Dear children,
I know how much I love you. I know that I will sacrifice my life for your happiness, my ambitions for your wellbeing, and my dreams for your comfort in a heartbeat. I (try very hard to) live selflessly day in and day out, and I really don’t mind the hard work with minimal thank you’s, a whole lot of sloppy kisses, or cheeky grins. I really don’t, because I love you, just like all mothers naturally do. I know that I was born to be your mother, but I can’t seem to shake off the nagging feeling that keeps gnawing at my heart that maybe, just maybe, I was made for something more.
When I gave birth to you, every time one of you came out of me, I was determined to abandon everything I had going on in my life to tend to you 24/7. But then a week later, I couldn’t wait to go back to work. And every time, I questioned myself: Am I weird for feeling like I belong in the marketplace, to work, to have a purpose outside of our home? Does this make me a bad mother?
I hated myself for saying it at first, that being a mom simply just wasn’t enough for me. I love you and I really enjoy being with you, but there’s something more that I wanted to chase. Like the strength I feel at every creative brief meeting, the triumph I feel for a well-executed communications strategy and well-formulated key messages, or the satisfaction I get from a well-written article that not only brought website traffic but also stirred emotions and at best, brought impact.
I’ve come to understand that the need I felt to create, to be successful outside of the home, and to contribute to our family’s economy cannot be suppressed or guilted away for it makes me who I am. I admire the women who had the courage to leave the life they knew the moment they became a mother to completely take on their new role, but I have accepted that I may never be able to do it. I surrendered, for a period of time, to self-induced guilt after every failed attempt. Then I reminded myself that we are all created uniquely to fill a purpose, made especially for us, and I focussed on finding that work/life balance and the notion that “we can really have it all”.
This is what I believed: that by fulfilling that desire to achieve more, I am setting a fine example for you. I believe that my daughter will learn to think of a future filled with possibilities and my sons will learn to appreciate a woman’s worth far more than her natural capabilities of childbearing and child-rearing, but for achievements that are beneficial for your generation. By leaving you to build a business, I am giving you an opportunity to be independent, while showing you, first hand, how to manage your time properly. And, contrary to most beliefs out there, I am raising emotionally strong children who can appreciate the value of teamwork in a marriage and in a family.

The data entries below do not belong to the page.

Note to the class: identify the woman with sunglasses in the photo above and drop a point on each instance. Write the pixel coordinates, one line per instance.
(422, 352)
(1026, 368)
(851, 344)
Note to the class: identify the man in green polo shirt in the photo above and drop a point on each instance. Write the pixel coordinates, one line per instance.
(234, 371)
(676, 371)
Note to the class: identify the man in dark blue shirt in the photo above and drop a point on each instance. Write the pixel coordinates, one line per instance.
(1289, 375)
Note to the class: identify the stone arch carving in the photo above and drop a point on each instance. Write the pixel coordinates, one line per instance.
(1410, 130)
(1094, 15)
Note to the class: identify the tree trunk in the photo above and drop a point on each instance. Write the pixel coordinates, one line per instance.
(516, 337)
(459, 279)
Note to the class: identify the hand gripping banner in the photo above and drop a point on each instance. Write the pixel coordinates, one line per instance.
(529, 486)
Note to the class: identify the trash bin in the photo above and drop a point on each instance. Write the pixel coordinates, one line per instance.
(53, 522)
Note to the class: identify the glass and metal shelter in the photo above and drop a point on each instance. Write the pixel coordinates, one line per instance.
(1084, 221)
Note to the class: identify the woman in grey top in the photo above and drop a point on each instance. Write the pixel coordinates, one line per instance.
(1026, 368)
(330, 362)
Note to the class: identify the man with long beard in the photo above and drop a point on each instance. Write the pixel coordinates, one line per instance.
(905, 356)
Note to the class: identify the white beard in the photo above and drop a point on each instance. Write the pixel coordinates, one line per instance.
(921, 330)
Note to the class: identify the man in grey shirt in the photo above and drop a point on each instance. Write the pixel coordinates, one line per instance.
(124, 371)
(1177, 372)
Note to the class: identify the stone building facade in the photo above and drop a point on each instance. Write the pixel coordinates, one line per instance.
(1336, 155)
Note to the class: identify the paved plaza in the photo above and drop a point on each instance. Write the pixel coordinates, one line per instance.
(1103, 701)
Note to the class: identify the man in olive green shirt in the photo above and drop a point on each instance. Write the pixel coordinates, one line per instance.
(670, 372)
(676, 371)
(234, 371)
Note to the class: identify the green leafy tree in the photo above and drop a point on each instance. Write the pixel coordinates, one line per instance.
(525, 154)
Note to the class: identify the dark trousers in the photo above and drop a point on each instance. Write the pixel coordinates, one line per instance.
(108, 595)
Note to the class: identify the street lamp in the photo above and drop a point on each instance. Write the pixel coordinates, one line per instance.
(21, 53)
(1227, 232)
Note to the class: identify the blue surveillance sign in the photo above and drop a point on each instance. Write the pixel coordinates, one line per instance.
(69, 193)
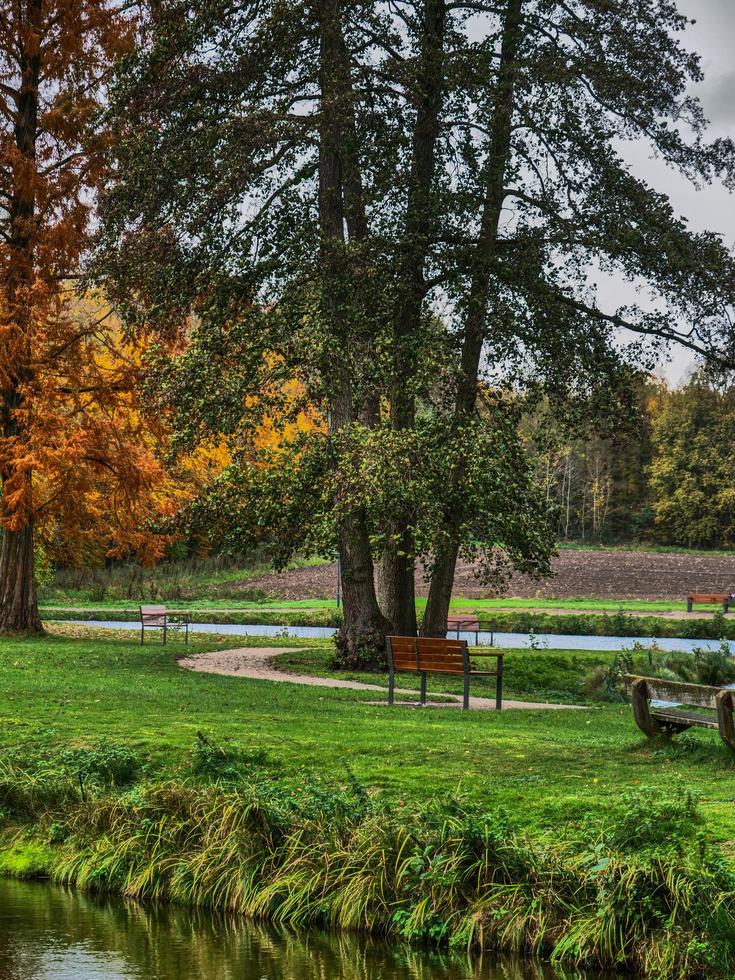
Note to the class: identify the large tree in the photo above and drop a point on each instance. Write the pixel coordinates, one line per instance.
(391, 200)
(53, 57)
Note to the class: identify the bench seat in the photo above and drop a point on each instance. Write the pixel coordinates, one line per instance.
(669, 719)
(709, 599)
(436, 655)
(158, 618)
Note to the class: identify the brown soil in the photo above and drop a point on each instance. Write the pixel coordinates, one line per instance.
(577, 574)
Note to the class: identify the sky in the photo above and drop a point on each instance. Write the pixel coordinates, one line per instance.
(713, 207)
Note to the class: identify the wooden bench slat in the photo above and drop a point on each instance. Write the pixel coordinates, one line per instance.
(662, 720)
(436, 655)
(680, 692)
(690, 718)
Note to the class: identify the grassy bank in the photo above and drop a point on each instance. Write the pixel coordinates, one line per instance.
(312, 805)
(632, 893)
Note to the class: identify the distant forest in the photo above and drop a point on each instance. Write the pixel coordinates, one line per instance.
(669, 479)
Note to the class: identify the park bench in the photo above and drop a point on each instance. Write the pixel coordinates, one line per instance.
(709, 598)
(671, 717)
(435, 655)
(157, 618)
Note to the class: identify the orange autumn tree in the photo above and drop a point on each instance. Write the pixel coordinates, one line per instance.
(54, 58)
(105, 482)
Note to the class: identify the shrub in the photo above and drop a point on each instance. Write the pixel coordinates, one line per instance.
(105, 763)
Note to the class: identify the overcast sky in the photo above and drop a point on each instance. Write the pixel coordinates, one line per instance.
(713, 208)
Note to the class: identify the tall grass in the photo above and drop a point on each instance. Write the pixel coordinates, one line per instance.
(190, 578)
(644, 893)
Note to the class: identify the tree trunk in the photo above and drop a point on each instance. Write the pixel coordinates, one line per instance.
(440, 589)
(361, 639)
(18, 600)
(18, 604)
(397, 567)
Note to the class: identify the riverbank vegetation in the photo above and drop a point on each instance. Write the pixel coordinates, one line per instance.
(551, 831)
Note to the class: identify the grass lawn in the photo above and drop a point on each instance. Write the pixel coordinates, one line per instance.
(77, 687)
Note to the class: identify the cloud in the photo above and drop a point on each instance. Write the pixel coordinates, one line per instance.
(717, 95)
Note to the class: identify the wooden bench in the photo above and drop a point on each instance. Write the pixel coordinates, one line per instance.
(434, 655)
(667, 720)
(157, 618)
(710, 599)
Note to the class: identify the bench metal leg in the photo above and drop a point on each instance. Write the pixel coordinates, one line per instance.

I know that I sound like I’m trying to convince myself here. I’m not going to lie to you, it does feel that way sometimes, but my children, the world is changing so rapidly and I’m grateful that the rules of working aren’t as rigid as it used to be since many have addressed that push-and-pull sensation in our hearts as we leave our children at home or at daycare to go to work. I pray that as you build your family later on and find yourselves in the workplace, you may cross paths with generous companies who understand the importance of your presence in your children’s lives and to contribute to the workplace at the same time. Or better yet, I hope that you will build a workplace for yourself and for other people like you, to achieve this balance together. But in any way, when you find yourself guilted into choosing just one – work or family – I pray that you won’t have to. We are each created uniquely, with an innate desire that only we can understand. So, answer your call – even if it involves leaving your children for a few hours every day. Use your talents. Share your gift. Let go of that guilt for wanting something more.
Your children’s happiness begins with your happiness. And yours begin with mine. So I hope that you will understand as I click away on my laptop with headphones in my ears, I am pressing forward to answer a call and that I look forward to shutting down my computer to wrap myself in your tight hugs soon.